You have to keep in mind, however, that the mock.Mock class also has some constructor arguments of its own. For this reason, there exists some potential for name collision: some of the Mock‘s own arguments may have the same names as the attributes we’d like to set on the mock object:

some_mock = mock.Mock(name="John Doe")  # doesn't set the `name` attribute
assert some_mock.name == "John Doe"  # blows up!

Here, the name argument is inherent to the Mock class. Its constructor will interpret it in a special way, and so it won’t set a name attribute on the resulting mock. Other possible culprits include the spec and wraps parameters, both of which have relatively common names that we may want to use as object attributes¹.

Collision avoidance

It’s trivial to fix the issue, of course:

some_mock = mock.Mock()
some_mock.name = "John Doe"
assert sock_mock.name == "John Doe"

but this approach has a downside. Creating and configuring a mock is no longer a single expression, which means we cannot use it with patchers as easily as before:

@patch.object(foo, 'bar')
def test_something(self, mock_bar):
    mock_bar.name = "John Doe"
    # (...rest of the test...)

We can either configure the mock after patching, like above, or perhaps introduce some utility functions to be called inside the @patch decorator.

The almost-there method

In any case, this is somewhat disappointing. And it is even more so when we discover that there is a method called configure_mock which looks like it was designed to solve this very issue. Its arguments are always interpreted as attributes of the mock: it has no “special” or “reserved” names. Indeed, this method is what allows us to actually write the mock setup as a single expression:

some_mock.configure_mock(name="John Doe")
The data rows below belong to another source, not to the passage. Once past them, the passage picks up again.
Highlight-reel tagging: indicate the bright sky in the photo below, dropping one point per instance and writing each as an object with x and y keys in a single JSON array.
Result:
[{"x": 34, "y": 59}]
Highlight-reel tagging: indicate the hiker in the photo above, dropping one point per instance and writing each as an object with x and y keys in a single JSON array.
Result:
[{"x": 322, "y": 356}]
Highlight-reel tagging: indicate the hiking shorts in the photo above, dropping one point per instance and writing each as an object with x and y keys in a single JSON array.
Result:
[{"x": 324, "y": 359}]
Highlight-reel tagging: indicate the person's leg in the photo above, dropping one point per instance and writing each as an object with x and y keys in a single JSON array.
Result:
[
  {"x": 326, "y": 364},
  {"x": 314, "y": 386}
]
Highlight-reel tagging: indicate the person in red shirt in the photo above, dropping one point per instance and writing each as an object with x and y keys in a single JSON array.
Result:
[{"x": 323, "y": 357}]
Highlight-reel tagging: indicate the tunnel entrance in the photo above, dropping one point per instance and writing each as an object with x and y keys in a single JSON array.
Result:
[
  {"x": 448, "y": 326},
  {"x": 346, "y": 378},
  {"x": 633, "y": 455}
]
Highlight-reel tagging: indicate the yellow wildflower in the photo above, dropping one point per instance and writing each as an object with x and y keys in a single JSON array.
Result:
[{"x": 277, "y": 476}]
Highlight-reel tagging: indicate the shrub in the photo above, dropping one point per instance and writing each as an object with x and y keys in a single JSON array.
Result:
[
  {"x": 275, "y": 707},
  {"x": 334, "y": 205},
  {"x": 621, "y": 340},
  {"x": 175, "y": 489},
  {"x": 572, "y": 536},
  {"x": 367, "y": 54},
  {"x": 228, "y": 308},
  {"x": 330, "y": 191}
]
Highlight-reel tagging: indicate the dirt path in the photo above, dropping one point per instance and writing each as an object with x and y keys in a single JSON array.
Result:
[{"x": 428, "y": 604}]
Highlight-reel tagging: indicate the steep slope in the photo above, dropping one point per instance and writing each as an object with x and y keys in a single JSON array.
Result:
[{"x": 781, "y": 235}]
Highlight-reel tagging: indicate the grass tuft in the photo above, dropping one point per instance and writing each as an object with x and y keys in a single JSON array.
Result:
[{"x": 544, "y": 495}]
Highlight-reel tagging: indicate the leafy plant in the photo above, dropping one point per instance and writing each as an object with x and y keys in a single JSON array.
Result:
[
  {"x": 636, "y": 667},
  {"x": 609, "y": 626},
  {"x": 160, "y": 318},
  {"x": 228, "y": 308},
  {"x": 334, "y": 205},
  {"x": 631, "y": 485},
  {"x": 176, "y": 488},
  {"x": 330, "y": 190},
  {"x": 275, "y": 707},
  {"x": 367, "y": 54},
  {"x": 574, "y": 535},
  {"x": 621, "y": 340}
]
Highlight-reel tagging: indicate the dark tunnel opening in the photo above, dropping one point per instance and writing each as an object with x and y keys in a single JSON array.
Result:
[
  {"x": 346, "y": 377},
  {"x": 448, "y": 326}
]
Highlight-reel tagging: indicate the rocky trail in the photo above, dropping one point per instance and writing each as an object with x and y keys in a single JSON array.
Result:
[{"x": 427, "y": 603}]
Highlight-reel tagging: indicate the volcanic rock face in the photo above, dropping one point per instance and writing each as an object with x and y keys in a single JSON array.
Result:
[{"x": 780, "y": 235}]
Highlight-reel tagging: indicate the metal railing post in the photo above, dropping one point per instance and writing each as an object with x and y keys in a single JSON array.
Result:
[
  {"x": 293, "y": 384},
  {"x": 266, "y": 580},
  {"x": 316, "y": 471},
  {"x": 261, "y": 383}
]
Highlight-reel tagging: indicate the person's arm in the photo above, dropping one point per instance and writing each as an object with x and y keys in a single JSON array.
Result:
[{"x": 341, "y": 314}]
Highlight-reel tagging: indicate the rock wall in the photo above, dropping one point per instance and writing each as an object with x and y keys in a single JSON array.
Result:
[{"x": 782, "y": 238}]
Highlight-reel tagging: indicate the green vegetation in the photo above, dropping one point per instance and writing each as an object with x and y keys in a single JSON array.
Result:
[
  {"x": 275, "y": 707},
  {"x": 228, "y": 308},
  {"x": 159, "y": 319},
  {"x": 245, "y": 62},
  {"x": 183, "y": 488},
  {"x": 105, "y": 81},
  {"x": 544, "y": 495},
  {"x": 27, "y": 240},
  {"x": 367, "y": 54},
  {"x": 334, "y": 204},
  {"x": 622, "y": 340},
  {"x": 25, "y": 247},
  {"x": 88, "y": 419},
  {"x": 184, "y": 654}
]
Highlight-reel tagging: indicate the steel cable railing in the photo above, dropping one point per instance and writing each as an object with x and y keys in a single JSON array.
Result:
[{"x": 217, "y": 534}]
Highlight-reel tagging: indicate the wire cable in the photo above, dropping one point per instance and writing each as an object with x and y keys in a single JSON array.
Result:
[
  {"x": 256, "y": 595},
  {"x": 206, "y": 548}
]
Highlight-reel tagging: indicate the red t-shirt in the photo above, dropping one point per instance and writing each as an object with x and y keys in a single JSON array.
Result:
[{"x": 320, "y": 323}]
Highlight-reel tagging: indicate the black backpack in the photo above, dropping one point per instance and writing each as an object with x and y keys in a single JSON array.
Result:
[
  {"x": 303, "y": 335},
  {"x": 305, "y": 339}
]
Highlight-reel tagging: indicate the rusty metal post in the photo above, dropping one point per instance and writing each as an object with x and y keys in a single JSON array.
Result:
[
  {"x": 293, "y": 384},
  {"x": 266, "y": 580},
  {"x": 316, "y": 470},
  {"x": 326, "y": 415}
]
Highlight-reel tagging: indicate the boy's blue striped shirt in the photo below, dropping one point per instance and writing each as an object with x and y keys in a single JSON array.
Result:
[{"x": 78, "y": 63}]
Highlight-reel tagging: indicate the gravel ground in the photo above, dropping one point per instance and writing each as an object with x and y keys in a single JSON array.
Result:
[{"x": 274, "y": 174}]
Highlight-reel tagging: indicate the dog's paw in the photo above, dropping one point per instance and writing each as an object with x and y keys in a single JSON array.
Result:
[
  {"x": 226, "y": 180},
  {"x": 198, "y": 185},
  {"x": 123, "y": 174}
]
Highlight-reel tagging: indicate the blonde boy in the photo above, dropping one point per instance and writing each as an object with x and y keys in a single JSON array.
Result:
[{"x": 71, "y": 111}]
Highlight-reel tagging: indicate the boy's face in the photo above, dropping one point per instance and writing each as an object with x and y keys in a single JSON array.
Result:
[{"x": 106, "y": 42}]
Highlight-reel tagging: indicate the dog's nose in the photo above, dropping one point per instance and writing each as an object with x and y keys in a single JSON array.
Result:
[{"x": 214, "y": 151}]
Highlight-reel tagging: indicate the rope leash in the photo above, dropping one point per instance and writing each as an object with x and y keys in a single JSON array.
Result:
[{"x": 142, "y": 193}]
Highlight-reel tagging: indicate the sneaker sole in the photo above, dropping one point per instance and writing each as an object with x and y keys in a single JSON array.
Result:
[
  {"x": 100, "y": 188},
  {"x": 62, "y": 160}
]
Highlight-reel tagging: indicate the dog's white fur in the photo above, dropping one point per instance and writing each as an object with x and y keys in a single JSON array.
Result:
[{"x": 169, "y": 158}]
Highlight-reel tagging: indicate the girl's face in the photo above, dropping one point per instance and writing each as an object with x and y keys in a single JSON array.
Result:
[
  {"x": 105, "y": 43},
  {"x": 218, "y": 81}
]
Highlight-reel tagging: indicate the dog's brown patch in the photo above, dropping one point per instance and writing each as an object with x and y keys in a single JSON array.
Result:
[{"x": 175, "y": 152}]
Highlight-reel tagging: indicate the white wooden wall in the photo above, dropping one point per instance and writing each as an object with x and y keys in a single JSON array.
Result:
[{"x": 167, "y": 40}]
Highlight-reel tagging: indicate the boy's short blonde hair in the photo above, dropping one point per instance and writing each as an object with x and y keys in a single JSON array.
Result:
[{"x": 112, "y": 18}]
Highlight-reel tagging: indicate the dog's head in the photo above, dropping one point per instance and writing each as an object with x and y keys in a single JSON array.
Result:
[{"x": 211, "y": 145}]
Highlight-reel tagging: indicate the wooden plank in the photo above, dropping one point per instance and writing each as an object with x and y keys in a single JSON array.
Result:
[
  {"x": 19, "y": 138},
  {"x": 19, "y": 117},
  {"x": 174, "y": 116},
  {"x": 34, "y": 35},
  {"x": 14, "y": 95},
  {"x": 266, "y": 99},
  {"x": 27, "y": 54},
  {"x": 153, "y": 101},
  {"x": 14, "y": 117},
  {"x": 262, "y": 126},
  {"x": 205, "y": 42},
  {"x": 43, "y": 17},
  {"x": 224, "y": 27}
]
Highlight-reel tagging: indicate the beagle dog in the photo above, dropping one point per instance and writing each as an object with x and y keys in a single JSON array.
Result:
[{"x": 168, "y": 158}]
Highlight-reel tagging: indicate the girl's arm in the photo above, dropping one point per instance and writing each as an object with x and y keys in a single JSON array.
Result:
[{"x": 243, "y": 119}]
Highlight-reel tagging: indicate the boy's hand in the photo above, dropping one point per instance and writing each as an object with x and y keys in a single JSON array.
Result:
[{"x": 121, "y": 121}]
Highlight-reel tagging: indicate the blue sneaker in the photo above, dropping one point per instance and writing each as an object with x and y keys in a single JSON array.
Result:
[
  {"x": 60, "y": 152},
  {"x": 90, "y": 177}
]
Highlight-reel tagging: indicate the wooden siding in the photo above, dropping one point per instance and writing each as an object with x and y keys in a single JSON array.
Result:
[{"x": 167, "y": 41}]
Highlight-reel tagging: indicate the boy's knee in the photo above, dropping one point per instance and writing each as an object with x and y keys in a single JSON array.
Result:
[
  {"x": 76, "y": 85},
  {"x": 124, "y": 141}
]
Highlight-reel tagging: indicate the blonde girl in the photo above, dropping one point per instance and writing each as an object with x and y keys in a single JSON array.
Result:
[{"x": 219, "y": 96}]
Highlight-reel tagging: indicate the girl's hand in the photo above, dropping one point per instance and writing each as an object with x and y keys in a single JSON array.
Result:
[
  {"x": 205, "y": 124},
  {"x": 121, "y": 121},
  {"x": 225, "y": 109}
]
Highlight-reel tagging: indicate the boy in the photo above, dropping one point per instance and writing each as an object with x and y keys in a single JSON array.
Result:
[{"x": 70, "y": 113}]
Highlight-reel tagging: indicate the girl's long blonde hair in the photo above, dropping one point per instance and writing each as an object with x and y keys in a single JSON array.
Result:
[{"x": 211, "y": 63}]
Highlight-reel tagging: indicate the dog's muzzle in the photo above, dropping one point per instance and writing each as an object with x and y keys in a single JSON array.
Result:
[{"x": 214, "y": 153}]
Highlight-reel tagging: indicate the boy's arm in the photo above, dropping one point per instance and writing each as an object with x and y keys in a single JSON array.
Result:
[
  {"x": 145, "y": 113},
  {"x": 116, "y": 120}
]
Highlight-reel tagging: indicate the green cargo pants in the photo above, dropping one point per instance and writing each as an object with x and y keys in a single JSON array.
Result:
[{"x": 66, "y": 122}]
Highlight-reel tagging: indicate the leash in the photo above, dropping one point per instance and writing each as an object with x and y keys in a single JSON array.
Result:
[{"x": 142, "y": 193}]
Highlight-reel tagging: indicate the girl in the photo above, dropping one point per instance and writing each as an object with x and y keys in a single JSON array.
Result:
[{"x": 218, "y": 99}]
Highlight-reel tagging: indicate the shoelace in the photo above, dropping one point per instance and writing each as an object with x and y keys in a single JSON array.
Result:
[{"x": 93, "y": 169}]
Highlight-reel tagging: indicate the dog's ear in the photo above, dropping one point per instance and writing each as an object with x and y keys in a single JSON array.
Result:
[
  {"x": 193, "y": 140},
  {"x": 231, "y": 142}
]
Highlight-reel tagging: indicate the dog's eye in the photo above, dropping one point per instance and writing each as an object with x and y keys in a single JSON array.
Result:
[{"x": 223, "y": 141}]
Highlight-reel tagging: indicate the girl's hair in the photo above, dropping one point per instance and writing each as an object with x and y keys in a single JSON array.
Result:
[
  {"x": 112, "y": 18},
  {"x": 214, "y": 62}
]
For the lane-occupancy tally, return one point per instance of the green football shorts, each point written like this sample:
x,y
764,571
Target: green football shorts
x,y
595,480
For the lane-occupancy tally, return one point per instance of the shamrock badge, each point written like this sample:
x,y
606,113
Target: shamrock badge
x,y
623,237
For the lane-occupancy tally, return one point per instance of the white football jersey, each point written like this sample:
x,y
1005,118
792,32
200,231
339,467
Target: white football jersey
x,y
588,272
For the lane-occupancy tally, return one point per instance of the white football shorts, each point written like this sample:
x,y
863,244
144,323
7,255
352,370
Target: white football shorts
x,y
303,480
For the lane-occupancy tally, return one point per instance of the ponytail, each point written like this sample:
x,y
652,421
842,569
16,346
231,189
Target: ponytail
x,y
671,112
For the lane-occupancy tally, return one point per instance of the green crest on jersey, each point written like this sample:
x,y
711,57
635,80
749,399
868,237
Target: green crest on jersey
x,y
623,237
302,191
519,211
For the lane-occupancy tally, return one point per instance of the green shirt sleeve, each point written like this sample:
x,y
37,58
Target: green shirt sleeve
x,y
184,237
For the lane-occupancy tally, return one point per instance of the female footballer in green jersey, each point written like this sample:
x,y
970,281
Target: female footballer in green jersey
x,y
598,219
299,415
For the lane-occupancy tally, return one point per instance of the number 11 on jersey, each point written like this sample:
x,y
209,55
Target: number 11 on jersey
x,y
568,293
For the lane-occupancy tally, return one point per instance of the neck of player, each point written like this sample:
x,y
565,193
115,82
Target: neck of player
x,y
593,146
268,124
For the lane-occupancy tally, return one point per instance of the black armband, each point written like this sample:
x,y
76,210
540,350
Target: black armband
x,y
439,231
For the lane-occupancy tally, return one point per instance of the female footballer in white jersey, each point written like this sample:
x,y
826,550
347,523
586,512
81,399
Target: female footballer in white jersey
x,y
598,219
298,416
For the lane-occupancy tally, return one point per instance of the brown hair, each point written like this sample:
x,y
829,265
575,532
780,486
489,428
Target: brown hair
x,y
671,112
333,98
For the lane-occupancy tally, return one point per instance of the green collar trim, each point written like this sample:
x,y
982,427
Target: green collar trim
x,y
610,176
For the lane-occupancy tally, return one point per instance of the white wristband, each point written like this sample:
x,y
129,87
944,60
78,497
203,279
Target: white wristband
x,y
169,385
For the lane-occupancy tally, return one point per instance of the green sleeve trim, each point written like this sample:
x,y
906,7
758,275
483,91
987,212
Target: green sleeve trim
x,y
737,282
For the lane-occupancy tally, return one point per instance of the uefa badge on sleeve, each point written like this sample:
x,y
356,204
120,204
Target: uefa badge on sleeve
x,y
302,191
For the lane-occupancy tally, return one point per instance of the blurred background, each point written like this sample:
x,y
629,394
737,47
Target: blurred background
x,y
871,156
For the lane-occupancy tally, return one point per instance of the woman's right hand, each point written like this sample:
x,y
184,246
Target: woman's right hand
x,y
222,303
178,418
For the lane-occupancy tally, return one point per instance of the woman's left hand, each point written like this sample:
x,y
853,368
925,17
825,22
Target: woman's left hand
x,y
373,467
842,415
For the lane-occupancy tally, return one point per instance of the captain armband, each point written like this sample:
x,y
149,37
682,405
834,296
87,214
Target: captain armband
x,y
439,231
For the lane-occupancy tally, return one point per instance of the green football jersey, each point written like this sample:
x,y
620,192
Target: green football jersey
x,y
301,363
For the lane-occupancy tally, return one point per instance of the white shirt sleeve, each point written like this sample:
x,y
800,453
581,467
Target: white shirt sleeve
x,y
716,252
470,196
Problem is, this expression returns None.

Yes, configure_mock returns nothing.
Or in other words, it doesn’t return anything.
In fact, it has no return statement whatsoever.

Most importantly, it doesn’t have the return self line that’d enable us to write this:

some_mock = mock.Mock().configure_mock(name="John Doe")

Well, that is quite a let-down.

Fixing it

But hey, this is Python! Shortcomings like that don’t necessarily mean we have to fork whole libraries. Let’s just add the missing return, shall we?

from mock import Mock as _Mock

class Mock(_Mock):
    def configure_mock(self, **kwargs):
        super(Mock, self).configure_mock(**kwargs)
        return self  # <-- there!

Whew, that was quick!

…Alright, that’s actually the whole fix, but it’s close. To complete it, we need to apply the same treatment to three more Mock classes: MagicMock, NonCallableMock, and NonCallableMagicMock.

A complete solution can be seen in this gist.